[ Next Article | Previous Article | Book Contents | Library Home | Legal | Search ]
System Management Concepts: Operating System and Devices

Understanding Fragments and a Variable Number of I-Nodes

The journaled file system (JFS) fragment support allows disk space to be divided into allocation units that are smaller than the default size of 4096 bytes. Smaller allocation units or "fragments" minimize wasted disk space by more efficiently storing the data in a file or directory's partial logical blocks. The functional behavior of JFS fragment support is based on that provided by Berkeley Software Distribution (BSD) fragment support. Similar to BSD, JFS fragment support allows users to specify the number of i-nodes that a file system has.

Disk Utilization

Many UNIX file systems only allocate contiguous disk space in units equal in size to the logical blocks used for the logical division of files and directories. These allocation units are typically referred to as "disk blocks" and a single disk block is used exclusively to store the data contained within a single logical block of a file or directory.

Using a relatively large logical block size (4096 bytes for example) and maintaining disk block allocations that are equal in size to the logical block are advantageous for reducing the number of disk I/O operations that must be performed by a single file system operation, since a file or directory's data is stored on disk in a small number of large disk blocks rather than in a large number of small disk blocks. For example, a file with a size of 4096 bytes or less would be allocated a single 4096-byte disk block if the logical block size is 4096 bytes. A read or write operation would therefore only have to perform a single disk I/O operation to access the data on the disk. If the logical block size were smaller requiring more than one allocation for the same amount of data, then more than one disk I/O operation may be required to access the data. A large logical block and equal disk block size are also advantageous for reducing the amount of disk space allocation activity that must be performed as new data is added to files and directories, since large disk blocks hold more data.

Restricting the disk space allocation unit to the logical block size can, however, lead to wasted disk space in a file system containing numerous files and directories of a small size. Wasted disk space occurs when a logical block's worth of disk space is allocated to a partial logical block of a file or directory. Since partial logical blocks always contain less than a logical block's worth of data, a partial logical block will only consume a portion of the disk space allocated to it. The remaining portion remains unused since no other file or directory can write its contents to disk space that has already been allocated. The total amount of wasted disk space can be large for file systems containing a large number of small files and directories. A file system using 4096-byte allocation units may experience up to 45% wasted disk space. (Statistic taken from UNIX System Manager's Manual, Computer Systems Research Group, University of California at Berkeley, The Regents of the University of California and/or Bell Telephone Laboratories, 1988, SMM 14.)

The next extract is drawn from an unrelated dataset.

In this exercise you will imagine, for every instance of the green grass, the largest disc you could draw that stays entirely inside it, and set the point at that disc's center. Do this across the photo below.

Optimizing Disk Utilization

In the JFS, however, the disk space allocation unit, referred to as a fragment, can be smaller than the logical block size of 4096 bytes. With the use of fragments smaller than 4096 bytes, the data contained within a partial logical block can be stored more efficiently by using only as many fragments as are required to hold the data. For example, a partial logical block that only has 500 bytes could be allocated a fragment of 512 bytes (assuming a fragment size of 512 bytes), thus greatly reducing the amount of wasted disk space. If the storage requirements of a partial logical block increase, one or more additional fragments will be allocated.

Fragments

The fragment size for a file system is specified during its creation. The allowable fragment sizes for journaled file systems (JFS) are 512, 1024, 2048, and 4096 bytes. For consistency with previous verions of AIX Version 3, the default fragment size is 4096 bytes. Different file systems can have different fragment sizes, but only one fragment size can be used within a single file system. Different fragment sizes can also coexist on a single system (machine) so that users can select a fragment size most appropriate for each file system.

JFS fragment support provides a view of the file system as a contiguous series of fragments rather than as a contiguous series of disk blocks. To maintain the efficiency of disk operations, however, disk space is often allocated in units of 4096 bytes so that the disk blocks or allocation units remain equal in size to the logical blocks. A disk-block allocation in this case can be viewed as an allocation of 4096 bytes of contiguous fragments.

Both operational overhead (additional disk seeks, data transfers, and allocation activity) and better utilization of disk space increase as the fragment size for a file system decreases. To maintain the optimum balance between increased overhead and increased usable disk space, the following factors apply to JFS fragment support:

Maintaining 4096-byte disk space allocations allows disk operations to be more efficient as described previously in "Disk Utilization."

As the files and directories within a file system grow beyond 32KB in size, the benefit of maintaining disk space allocations of less than 4096 bytes for partial logical blocks diminishes. The disk space savings as a percentage of total file system space grows small while the extra performance cost of maintaining small disk space allocations remains constant. Since disk space allocations of less than 4096 bytes provide the most effective disk space utilization when used with small files and directories, the logical blocks of files and directories equal to or greater than 32KB are always allocated 4096 bytes of fragments. Any partial logical block associated with such a large file or directory is also allocated 4096 bytes of fragments.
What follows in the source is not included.